Cher Raymond Domenech,
Nonobstant le charme de vos 70 ans bien gaulés, votre présence à l'antenne soulève une question complexe: à partir de quel moment un consultant a le mérite de la franchise ou les attributs de la balourdise? A partir de quel degré un humour devient-il froid et insensible? De la pertinence à l'insolence: avec vous, on oscille en permanence. Jusqu’à la nausée. On ne sait pas s’il faut glousser à vos moqueries ou planter des stylos dans une poupée à votre effigie.
La France vous connaît et on vous désire provocateur: ce n'est pas pour vos beaux yeux que l'Equipe TV vous demande de poser un regard sur le football moderne. Las, galvanisé par les poilades de la table et des ardeurs de fin de banquet, vous semblez prendre un malsain plaisir à rabaisser vos semblables, en particulier (comme c'est étrange) ceux qui accèdent à une grandeur à laquelle vous ne sauriez prétendre.
Vous ne souhaitez Ronaldo à aucun entraîneur: votre passion pour André-Pierre Gignac était-elle si aveugle? Vous avez trouvé la France de 2018 terne et ennuyeuse: comment qualifieriez-vous la vôtre?
Cette appréciation n'est pas la moindre des piques un peu couillonnes que vous avez adressées à Deschamps, ses peurs bleues, ses choux blancs et ses tapis rouges. Comme ce droit à l'erreur que vous lui refusiez lâchement en présentant l'adversaire australien, en gros, comme un aréopage de benêts et d'éleveurs de chèvres. Non content d’avoir prédit à la Suisse une débâcle que seule une panne d’ascenseur pouvait empêcher (Euro 2021, 4-3 pour la Suisse aux tab), vous avez failli en dire autant de l'Australie parce que, ouvrez les guillemets, «on peut passer son temps à répéter que tout est possible dans le football mais à un moment, il faut dire la vérité».
France 2018, si ennuyeuse: avez-vous oublié Knysna et cet avis de grève que vous lisiez rageusement devant un arrêt de bus, incapable d'y faire descendre des joueurs qui ne vous écoutaient plus? Avez-vous oublié cette équipe de France sans collectif ni unité qui a fait de vous, durant cette même Coupe du monde, le Français le plus attendu au coin du bois depuis le Petit chaperon rouge?
Ronaldo: avez-vous jeté un œil à son CV et noté tous les entraîneurs que cet homme a comblé, avec ce caractère que vous dites sale et que vous revendiquiez pourtant pour vous-même?

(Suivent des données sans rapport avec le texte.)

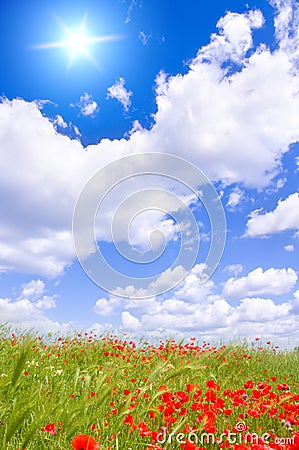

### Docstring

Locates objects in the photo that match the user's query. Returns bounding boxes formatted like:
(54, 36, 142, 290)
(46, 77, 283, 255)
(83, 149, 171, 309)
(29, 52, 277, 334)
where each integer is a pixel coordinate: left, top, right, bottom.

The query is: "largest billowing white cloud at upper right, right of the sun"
(152, 15, 299, 187)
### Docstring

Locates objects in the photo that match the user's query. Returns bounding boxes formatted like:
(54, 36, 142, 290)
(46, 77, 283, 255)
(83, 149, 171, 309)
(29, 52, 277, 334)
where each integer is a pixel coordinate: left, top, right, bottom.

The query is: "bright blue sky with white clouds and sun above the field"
(0, 0, 299, 347)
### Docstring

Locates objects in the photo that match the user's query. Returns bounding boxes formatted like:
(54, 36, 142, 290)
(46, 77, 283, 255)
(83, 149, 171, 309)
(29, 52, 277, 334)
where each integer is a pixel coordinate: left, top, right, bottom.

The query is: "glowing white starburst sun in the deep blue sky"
(33, 14, 121, 70)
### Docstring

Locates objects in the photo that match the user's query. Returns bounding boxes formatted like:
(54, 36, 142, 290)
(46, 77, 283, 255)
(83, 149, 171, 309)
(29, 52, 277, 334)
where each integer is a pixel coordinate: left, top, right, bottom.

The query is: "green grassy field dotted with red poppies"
(0, 326, 299, 450)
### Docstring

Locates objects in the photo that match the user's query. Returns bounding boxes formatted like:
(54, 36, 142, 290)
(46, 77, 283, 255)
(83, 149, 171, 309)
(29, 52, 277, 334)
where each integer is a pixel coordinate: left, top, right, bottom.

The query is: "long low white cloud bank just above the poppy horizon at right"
(121, 297, 299, 341)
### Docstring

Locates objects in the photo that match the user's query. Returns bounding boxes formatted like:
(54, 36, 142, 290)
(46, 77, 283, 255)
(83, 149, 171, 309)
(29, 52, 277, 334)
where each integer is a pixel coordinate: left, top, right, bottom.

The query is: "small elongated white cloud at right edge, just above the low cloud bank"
(222, 267, 298, 298)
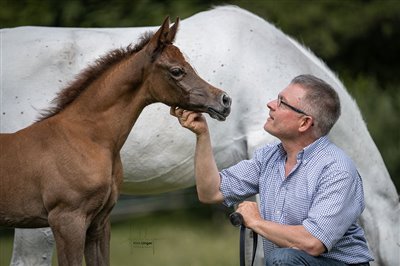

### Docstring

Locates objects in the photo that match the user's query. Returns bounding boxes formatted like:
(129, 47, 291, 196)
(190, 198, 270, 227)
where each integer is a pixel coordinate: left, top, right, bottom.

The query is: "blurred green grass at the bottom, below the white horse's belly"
(0, 207, 239, 266)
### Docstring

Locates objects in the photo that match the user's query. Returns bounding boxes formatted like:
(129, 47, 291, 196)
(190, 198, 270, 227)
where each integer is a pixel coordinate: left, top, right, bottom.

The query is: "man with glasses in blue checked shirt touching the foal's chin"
(171, 75, 373, 265)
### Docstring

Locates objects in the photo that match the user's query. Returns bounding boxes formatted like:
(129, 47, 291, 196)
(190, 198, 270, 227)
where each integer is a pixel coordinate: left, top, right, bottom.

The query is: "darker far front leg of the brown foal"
(85, 217, 111, 266)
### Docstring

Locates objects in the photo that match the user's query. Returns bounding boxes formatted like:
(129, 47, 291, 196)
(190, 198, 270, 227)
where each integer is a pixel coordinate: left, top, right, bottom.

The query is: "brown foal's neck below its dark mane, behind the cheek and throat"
(62, 55, 152, 151)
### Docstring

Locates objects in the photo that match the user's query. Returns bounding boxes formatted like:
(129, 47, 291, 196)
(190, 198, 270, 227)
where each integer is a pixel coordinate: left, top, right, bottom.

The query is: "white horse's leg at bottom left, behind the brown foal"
(10, 227, 55, 266)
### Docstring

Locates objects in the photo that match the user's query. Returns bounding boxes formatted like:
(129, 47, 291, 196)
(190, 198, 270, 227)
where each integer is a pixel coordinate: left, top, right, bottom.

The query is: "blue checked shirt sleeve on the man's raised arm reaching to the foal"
(220, 149, 263, 207)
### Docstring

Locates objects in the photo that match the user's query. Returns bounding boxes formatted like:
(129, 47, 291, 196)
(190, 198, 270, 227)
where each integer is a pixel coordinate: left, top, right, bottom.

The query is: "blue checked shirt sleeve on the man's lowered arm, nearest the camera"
(303, 170, 364, 251)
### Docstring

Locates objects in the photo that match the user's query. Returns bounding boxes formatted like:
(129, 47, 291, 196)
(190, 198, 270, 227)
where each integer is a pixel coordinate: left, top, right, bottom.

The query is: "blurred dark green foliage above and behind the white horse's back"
(0, 0, 400, 191)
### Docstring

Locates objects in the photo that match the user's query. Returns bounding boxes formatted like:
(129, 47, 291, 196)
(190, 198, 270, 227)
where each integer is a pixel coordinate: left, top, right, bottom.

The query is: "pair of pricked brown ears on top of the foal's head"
(146, 16, 179, 56)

La vérité: selon vous le Maroc n'est-il pas une surprise, la preuve manifeste que tout est possible dans le football?
Nonobstant votre indéfinissable charme, M. Domenech, vous oubliez que la valeur d'une opinion est indexée au vécu de celui qui la profère. «Quel est le vôtre, de vécu, pour m'astiquer ainsi», me jetteriez-vous sans doute à la face. One point. Sauf que vous n'êtes ni un journaliste en mal d'audience, ni un fan ouvert à toutes les outrances: vous êtes l'ancien sélectionneur de l'équipe de France. Un homme de votre rang, quand il tombe aussi bas, fait plus de fracas qu'une plume ou un drôle d'oiseau.
Un site français convoque Audiard et écrit que «Domenech ose tout, c'est à ça qu'on le reconnaît». Il y a du vrai. Vous lancez vos paroles comme jadis vous jetiez vos crampons de boucher dans les mollets adverses. Mais des paroles en l’air, à l'arrivée, ne peuvent former qu’un tas de bêtises. Pour vous, et sauf votre respect M. Domenech, il est temps qu'une tempête du désert les emporte.